Some tasks that I am not hearing when it comes to securing IIS 6.0 include using tools to republish the site on a regular basis and moving the actual content to servers inside the LAN. If your site is defaced by some incredibly industrious hacker, you can write right back over it with your approved content using several different applications or home grown scripts. The hacker gets the joy of defacing your site for a few minutes and *poof* it is right back to the way it should be in a matter of moments. they can’t even brag to their friends that they did it because it is back to normal so quickly. One of my favorite methods of securing content and applications is to have the actual content and the application data inside the LAN. The server can sit in the DMZ, but we can use the features of IIS to redirect requests for content and data back through the inside firewall to internal servers. Even if the IIS server is somehow compromised, they still don’t have access to the data in many cases.

Security really isn’t that difficult to implement.
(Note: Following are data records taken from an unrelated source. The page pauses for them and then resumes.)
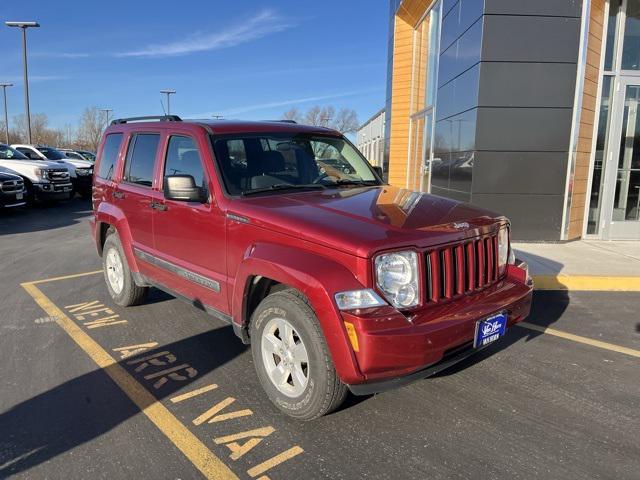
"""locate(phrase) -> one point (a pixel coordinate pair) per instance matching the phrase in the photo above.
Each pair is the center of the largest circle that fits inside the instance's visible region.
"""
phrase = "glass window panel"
(417, 145)
(141, 159)
(432, 62)
(109, 155)
(599, 163)
(631, 41)
(426, 155)
(426, 39)
(612, 34)
(628, 176)
(627, 201)
(183, 158)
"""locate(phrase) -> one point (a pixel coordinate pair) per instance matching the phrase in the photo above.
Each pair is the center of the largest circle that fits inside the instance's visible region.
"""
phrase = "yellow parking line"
(65, 277)
(586, 283)
(193, 393)
(577, 338)
(201, 457)
(272, 462)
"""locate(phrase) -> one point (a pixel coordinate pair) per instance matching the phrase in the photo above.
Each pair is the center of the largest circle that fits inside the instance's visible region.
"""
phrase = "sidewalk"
(583, 265)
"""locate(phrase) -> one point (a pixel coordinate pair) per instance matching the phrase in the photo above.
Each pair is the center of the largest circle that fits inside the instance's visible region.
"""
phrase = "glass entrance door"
(622, 173)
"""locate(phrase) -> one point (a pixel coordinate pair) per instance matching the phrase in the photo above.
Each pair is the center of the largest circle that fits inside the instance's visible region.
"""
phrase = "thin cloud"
(264, 23)
(18, 79)
(285, 103)
(61, 54)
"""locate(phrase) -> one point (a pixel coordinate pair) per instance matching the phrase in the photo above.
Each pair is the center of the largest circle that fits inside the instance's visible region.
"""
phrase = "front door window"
(626, 205)
(614, 207)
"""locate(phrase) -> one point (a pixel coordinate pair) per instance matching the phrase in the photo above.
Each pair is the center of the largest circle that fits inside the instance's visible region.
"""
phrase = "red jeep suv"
(338, 281)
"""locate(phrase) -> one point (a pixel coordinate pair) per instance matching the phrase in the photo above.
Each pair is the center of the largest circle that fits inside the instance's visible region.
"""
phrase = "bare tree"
(293, 114)
(92, 123)
(345, 121)
(41, 134)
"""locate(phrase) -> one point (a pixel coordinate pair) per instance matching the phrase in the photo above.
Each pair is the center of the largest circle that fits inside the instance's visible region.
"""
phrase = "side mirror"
(183, 188)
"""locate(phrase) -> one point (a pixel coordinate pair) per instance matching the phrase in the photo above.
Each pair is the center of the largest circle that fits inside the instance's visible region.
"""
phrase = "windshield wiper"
(345, 181)
(284, 186)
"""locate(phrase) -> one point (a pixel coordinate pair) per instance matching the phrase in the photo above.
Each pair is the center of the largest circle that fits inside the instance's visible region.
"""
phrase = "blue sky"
(243, 59)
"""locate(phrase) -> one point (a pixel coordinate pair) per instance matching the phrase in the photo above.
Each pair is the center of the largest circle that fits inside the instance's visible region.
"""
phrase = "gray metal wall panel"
(458, 20)
(519, 172)
(524, 129)
(456, 134)
(559, 8)
(459, 196)
(447, 5)
(509, 38)
(533, 217)
(462, 55)
(459, 95)
(508, 84)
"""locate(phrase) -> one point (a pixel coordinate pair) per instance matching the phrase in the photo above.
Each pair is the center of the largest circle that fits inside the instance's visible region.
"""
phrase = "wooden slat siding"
(407, 16)
(587, 120)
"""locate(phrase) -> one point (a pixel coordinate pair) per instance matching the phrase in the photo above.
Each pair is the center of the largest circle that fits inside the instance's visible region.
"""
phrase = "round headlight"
(397, 278)
(393, 270)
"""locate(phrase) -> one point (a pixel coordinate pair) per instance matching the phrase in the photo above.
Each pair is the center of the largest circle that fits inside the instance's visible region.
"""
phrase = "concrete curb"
(586, 283)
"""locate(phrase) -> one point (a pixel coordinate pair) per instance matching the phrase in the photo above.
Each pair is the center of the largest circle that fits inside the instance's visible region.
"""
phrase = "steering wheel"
(324, 175)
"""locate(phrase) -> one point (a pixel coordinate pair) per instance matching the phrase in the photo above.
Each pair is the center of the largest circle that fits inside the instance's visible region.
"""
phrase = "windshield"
(88, 156)
(74, 155)
(281, 161)
(8, 153)
(51, 153)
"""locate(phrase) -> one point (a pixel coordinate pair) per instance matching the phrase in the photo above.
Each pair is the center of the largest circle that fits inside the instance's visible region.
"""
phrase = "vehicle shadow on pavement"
(91, 405)
(44, 216)
(546, 309)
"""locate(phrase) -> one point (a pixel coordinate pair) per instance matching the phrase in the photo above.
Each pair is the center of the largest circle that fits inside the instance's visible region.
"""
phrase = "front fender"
(318, 278)
(112, 215)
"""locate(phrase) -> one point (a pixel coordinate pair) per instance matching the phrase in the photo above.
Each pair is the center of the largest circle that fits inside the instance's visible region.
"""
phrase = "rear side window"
(109, 155)
(183, 159)
(141, 158)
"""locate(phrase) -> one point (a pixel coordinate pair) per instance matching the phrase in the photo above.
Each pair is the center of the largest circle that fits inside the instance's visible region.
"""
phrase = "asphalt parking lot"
(89, 389)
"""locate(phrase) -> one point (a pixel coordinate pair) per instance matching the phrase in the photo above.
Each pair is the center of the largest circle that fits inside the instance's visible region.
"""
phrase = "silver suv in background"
(43, 180)
(12, 193)
(81, 171)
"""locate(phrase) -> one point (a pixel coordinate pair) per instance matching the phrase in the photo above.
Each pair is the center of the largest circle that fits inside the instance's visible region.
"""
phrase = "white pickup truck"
(43, 180)
(81, 171)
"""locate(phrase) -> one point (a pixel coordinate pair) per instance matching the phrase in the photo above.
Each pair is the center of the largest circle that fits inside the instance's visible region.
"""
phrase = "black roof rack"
(160, 118)
(284, 120)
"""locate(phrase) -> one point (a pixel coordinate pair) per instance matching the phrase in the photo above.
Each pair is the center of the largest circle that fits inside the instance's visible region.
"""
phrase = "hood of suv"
(7, 174)
(363, 221)
(19, 164)
(76, 162)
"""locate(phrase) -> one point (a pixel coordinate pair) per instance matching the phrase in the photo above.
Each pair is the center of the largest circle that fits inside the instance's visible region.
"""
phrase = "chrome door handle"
(158, 206)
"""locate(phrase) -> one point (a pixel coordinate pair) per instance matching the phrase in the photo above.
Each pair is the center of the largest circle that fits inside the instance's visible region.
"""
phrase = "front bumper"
(394, 349)
(9, 199)
(82, 184)
(52, 191)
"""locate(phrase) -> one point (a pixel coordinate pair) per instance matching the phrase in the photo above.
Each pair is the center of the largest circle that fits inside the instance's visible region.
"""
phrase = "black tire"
(131, 294)
(30, 196)
(324, 391)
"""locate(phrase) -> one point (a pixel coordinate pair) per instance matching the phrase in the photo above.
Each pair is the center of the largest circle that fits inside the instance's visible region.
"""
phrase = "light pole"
(23, 26)
(168, 93)
(106, 111)
(6, 115)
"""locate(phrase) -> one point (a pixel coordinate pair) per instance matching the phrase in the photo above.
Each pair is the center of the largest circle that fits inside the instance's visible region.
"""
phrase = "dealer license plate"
(490, 329)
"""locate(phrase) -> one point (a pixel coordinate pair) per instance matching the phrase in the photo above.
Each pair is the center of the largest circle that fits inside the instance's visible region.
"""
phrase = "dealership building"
(525, 107)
I think the key is to keep the basic security concepts in mind when designing your IIS 6.0 solution. Don’t allow more access than is required to view the content or run the applications. Don’t allow developers any access to the production box. After all, they are supposed to develop in a development environment, test in a test environment and then turn it over to the systems engineer to deploy the final solution in a production environment. Keep in mind the many different levels of security available to you. Watch the site constantly (or monitor it using good products) and be prepared to repair as necessary. Work closely with the others involved such as the network team and the end users to make sure we do everything we can to keep the solution secure.

By the way, I didn’t even talk about SSL yet.